By far the most flamboyant of the Ocean's gang is financier Reuben Tishkoff, played by Elliott Gould. "In the first story, Reuben was much more tacky, a wheeler-dealer who wore lots of gold chains and mismatched shirts on purpose," Canonero muses. "Elliott, Steven and I decided that Reuben had always wanted to be an English gentleman, so his clothing reflects that influence. He's still flamboyant, but he's obviously been looking through English fashion magazines from the '70s and now enjoys colorful bowties and mismatched shirts, but underneath it all, he still wears his gold chains."
Like Reuben, the other senior member of the Ocean's crew, Saul Bloom, has undergone a bit of a transformation since the Benedict heist. "Saul has been leading the life of a country squire," Canonero says of Carl Reiner's character. "He took his share of the money and bought a beautiful house in the Hamptons and left his rather tacky Miami life far behind him. He's now masquerading as a conservative, country-club sort. I imagined that he was simply imitating the way he thought those men would dress - navy blazers and college ties."
Canonero's wardrobe for electronics specialist Livingston Dell, played by Eddie Jemison, underscores the character's subtle evolution from frugal geek to frugal aspiring comedian. "Eddie felt that Livingtson would be more confident and less nerdy than he was in the first film, though he's still too cheap to send his clothes to the laundry or dry cleaners," she says. "There are some people who have no idea how to put clothes into a washing machine and take them out and press them. Livingston is one of those people, so none of his shirts or trousers are ironed. Everything is very wrinkled, which actually looks sort of trendy."

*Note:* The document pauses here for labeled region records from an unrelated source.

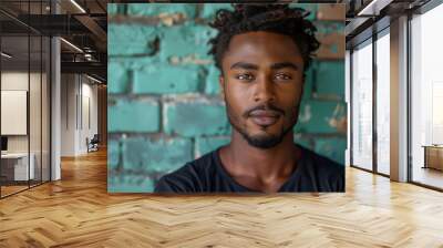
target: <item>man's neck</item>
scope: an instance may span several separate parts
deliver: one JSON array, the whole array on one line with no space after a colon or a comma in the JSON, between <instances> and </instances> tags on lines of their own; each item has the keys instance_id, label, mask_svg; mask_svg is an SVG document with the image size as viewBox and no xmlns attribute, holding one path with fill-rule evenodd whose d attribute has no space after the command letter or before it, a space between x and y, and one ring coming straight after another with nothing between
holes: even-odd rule
<instances>
[{"instance_id":1,"label":"man's neck","mask_svg":"<svg viewBox=\"0 0 443 248\"><path fill-rule=\"evenodd\" d=\"M238 183L244 180L260 189L274 185L278 189L278 185L292 174L299 151L293 145L292 132L287 133L278 145L262 149L249 145L241 134L233 131L231 143L220 151L220 157L226 170Z\"/></svg>"}]
</instances>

Canonero gives Soderbergh the credit for the new fashion style perpetrated by Yen, the crew's grease man-turned-fashion photographer, portrayed by Shaobo Qin. "Steven thought it would be a good idea to give Yen a hip-hop look. He goes out to the hip-hop clubs and sees that people are wearing these baggy clothes, so he tries to imitate them. But it's the hip-hop of Yen's imagination. It's never quite right."

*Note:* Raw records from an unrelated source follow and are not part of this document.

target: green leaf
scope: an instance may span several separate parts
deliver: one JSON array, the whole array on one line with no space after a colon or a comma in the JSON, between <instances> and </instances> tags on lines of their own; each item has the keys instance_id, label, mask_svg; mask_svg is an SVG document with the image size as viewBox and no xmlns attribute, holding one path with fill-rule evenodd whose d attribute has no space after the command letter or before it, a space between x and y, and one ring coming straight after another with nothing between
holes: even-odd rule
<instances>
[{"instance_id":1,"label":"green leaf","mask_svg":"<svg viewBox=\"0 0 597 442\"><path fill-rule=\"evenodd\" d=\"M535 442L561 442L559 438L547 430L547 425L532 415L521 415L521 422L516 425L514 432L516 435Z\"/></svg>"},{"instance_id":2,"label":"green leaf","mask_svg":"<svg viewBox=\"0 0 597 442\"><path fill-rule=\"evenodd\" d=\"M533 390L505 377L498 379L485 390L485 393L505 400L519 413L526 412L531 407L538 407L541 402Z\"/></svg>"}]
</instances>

For ambitious Europol agent Isabel Lahiri, played by Catherine Zeta-Jones, the designer strived to achieve a stylish yet highly professional wardrobe. "I went with what I call the 'hero look' and repeated elements of her wardrobe, like trench coats, which I felt gave her a 'detective' air," Canonero says. "Catherine liked that we repeated the coat in different colors. It was a happy coincidence that just after I had them made, trench coats became a hot fashion item. For scenes that depict Isabel in flashback, her clothing establishes that she is much more free and relaxed than she is in the present."
Similarly, Canonero designed wardrobe for master thief Francois Toulour that reflects the character's duality. "Toulour comes from an aristocratic, international European background," she says of the character played by Vincent Cassel. "He's charming and there is a lightness in the way that he laughs. But there is a darkness to his character as well, because his life is spent stealing, which is mainly done at night. So his clothes are black and white."
Canonero also emphasizes the importance of shoes in a character's wardrobe. "Shoes are a detail that you often don't see, but for some actors it's an important part of the discovery of who their character is," she suggests. "Don has wonderful lizard shoes, which give Basher a fun touch. Carl wears white buckskins for Saul, while Elliott is seen wearing tacky red and black shoes. And Julia and Catherine wear some gorgeous stiletto heels."